The first period, it's a very small proportion and in some ways that just makes it interesting. Why are these people different? What makes them start this large social movement that keeps getting bigger and bigger?

How are we going to do this? For this first period it's going to be very hard to do by oral history so we are going to have to bury ourselves in a library, look for these kinds of documents and try to learn as much as we can about the historical experience of these migrants as a people. In other words, in a sense, turn around completely and say, "Let's see if we can figure out something about African American social life and culture in the South in the nineteen-teens so we can understand the world from which these people came." So at that point, you do begin to try and figure out what's "typical."
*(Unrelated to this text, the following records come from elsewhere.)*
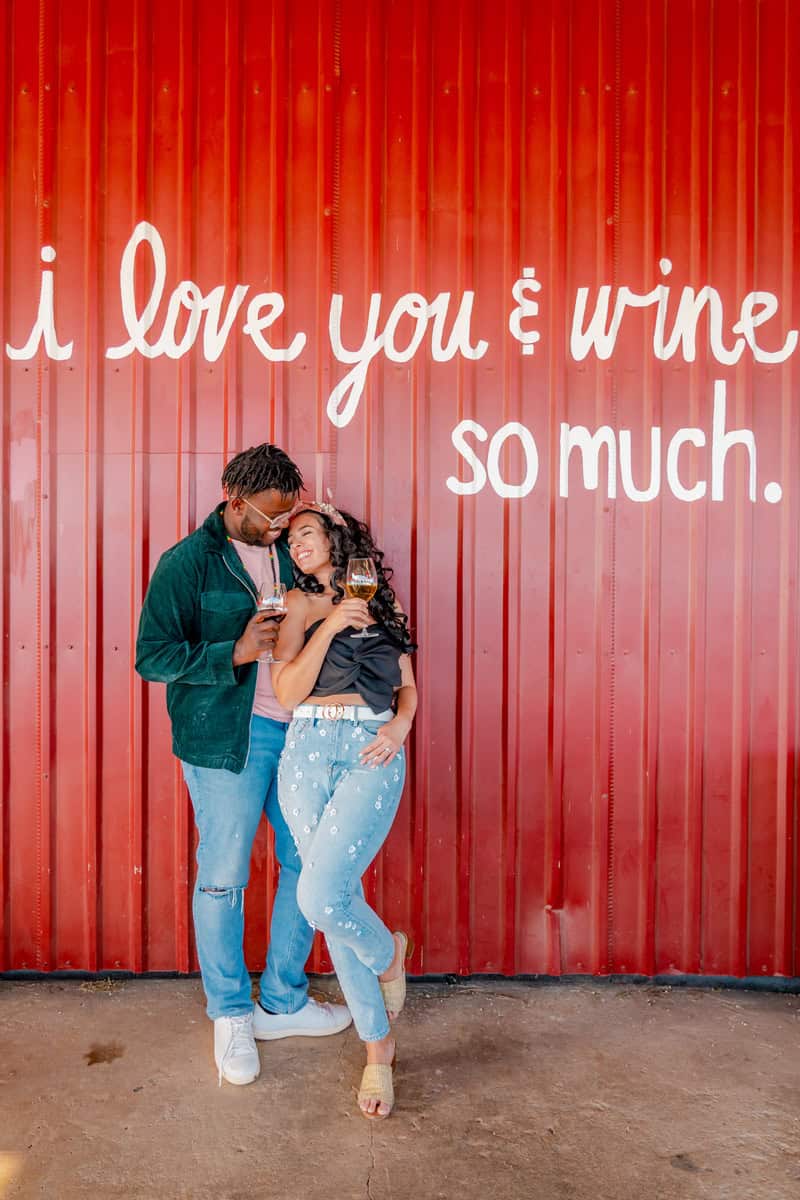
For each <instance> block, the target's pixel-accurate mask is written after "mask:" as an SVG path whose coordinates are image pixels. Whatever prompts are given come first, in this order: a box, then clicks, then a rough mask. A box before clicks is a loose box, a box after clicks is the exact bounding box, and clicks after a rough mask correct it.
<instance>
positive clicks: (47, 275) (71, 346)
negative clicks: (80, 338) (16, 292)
mask: <svg viewBox="0 0 800 1200" xmlns="http://www.w3.org/2000/svg"><path fill="white" fill-rule="evenodd" d="M41 258H42V262H43V263H53V262H55V250H54V248H53V246H42V251H41ZM40 342H43V343H44V353H46V354H47V356H48V358H50V359H56V360H59V361H64V360H65V359H68V358H71V356H72V346H73V343H72V342H67V343H66V344H65V346H61V344H60V342H59V338H58V336H56V332H55V313H54V311H53V271H42V282H41V284H40V289H38V312H37V313H36V320H35V322H34V328H32V329H31V331H30V335H29V337H28V341H26V342H25V344H24V346H20V347H16V346H11V343H10V342H6V354H7V355H8V358H10V359H32V358H34V355H35V354H36V352H37V350H38V347H40Z"/></svg>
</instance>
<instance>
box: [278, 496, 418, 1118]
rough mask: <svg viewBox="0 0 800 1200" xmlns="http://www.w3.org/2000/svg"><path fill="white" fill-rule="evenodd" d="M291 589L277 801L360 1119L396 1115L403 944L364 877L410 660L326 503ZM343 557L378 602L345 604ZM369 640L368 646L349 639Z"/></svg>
mask: <svg viewBox="0 0 800 1200" xmlns="http://www.w3.org/2000/svg"><path fill="white" fill-rule="evenodd" d="M289 552H290V554H291V559H293V562H294V564H295V568H296V571H297V587H296V588H295V589H294V590H291V592H290V593H289V596H288V602H287V617H285V619H284V622H283V624H282V625H281V636H279V638H278V643H277V647H276V650H275V658H276V660H277V661H276V662H275V665H273V667H272V684H273V688H275V692H276V695H277V697H278V700H279V702H281V703H282V704H283V706H284V707H287V708H291V709H293V710H294V713H293V721H291V724H290V726H289V730H288V733H287V740H285V746H284V750H283V755H282V757H281V766H279V768H278V800H279V804H281V809H282V811H283V815H284V817H285V820H287V823H288V826H289V829H290V830H291V834H293V836H294V839H295V844H296V846H297V851H299V853H300V858H301V862H302V870H301V872H300V880H299V883H297V902H299V905H300V908H301V911H302V912H303V914H305V917H306V919H307V920H308V922H309V923H311V924H312V925H313V926H314V928H315V929H320V930H321V931H323V932H324V934H325V940H326V942H327V948H329V952H330V955H331V959H332V961H333V966H335V968H336V973H337V976H338V979H339V984H341V986H342V991H343V992H344V998H345V1000H347V1003H348V1006H349V1008H350V1012H351V1014H353V1019H354V1021H355V1026H356V1030H357V1031H359V1036H360V1037H361V1039H362V1042H365V1043H366V1050H367V1066H366V1067H365V1070H363V1075H362V1079H361V1088H360V1091H359V1108H360V1109H361V1111H362V1112H363V1115H365V1116H366V1117H371V1118H380V1117H386V1116H389V1114H390V1112H391V1110H392V1104H393V1098H395V1097H393V1087H392V1067H393V1063H395V1039H393V1038H392V1036H391V1031H390V1024H389V1018H392V1019H393V1018H395V1016H397V1015H398V1013H399V1010H401V1009H402V1007H403V1002H404V998H405V971H404V962H405V954H407V946H408V938H407V937H405V935H404V934H391V932H390V931H389V929H386V926H385V925H384V923H383V922H381V919H380V918H379V917H378V914H377V913H375V912H374V911H373V910H372V908H371V907H369V906H368V905H367V902H366V900H365V898H363V889H362V887H361V876H362V875H363V872H365V871H366V869H367V866H368V865H369V863H371V862H372V860H373V858H374V857H375V854H377V853H378V851H379V850H380V847H381V846H383V844H384V841H385V840H386V835H387V834H389V830H390V828H391V824H392V821H393V820H395V814H396V812H397V808H398V804H399V799H401V794H402V791H403V780H404V775H405V754H404V750H403V744H404V742H405V738H407V737H408V733H409V730H410V728H411V722H413V720H414V713H415V710H416V686H415V683H414V672H413V670H411V664H410V660H409V654H410V653H411V652H413V650H414V649H416V647H415V646H414V642H413V641H411V637H410V634H409V630H408V619H407V617H405V614H404V613H403V612H402V610H401V607H399V605H398V604H397V600H396V598H395V593H393V590H392V588H391V587H390V586H389V580H387V576H389V575H390V574H391V572H390V571H389V570H387V569H386V568H384V566H383V557H384V556H383V552H381V551H379V550H378V548H377V547H375V545H374V542H373V540H372V536H371V534H369V530H368V528H367V526H366V524H362V523H361V522H360V521H356V520H355V518H354V517H351V516H349V515H347V514H339V512H337V510H336V509H335V508H333V506H332V505H330V504H317V503H311V504H305V505H303V506H302V508H301V509H300V510H299V511H297V512H296V514H295V516H294V517H293V520H291V523H290V526H289ZM348 558H372V559H373V562H374V564H375V568H377V572H378V590H377V592H375V594H374V596H373V598H372V600H371V601H369V605H368V606H367V604H366V601H365V600H357V599H350V598H347V596H345V595H344V588H343V581H344V576H345V569H347V562H348ZM367 628H369V636H368V637H357V636H355V634H356V632H360V631H361V630H363V629H367Z"/></svg>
At the same time we try to figure out whether these particular people left behind documentation of their personal experiences, of their first-hand knowledge and their impressions. And that's where you go to things like letters, to sociological studies where people were interviewed, and we can find them. Then we try to weave this together with some kind of coherent narrative, some story, and again, this is something that's not impossible for students to do for things like History Fair papers, other kinds of projects, to take these kinds of documents for short periods of time and to try to weave together, in essence, a narrative of how people experienced and understood a certain process.

You could try to create this kind of narrative that encompasses a range of people, places, conditions that characterize this large process. So for example, going back to these letters, you start to ask some of the questions about the letter, trying to figure out who were these people, who wrote these letters, did people write them themselves, if people wrote them themselves then they must have been more literate than other people or did they have someone else write them?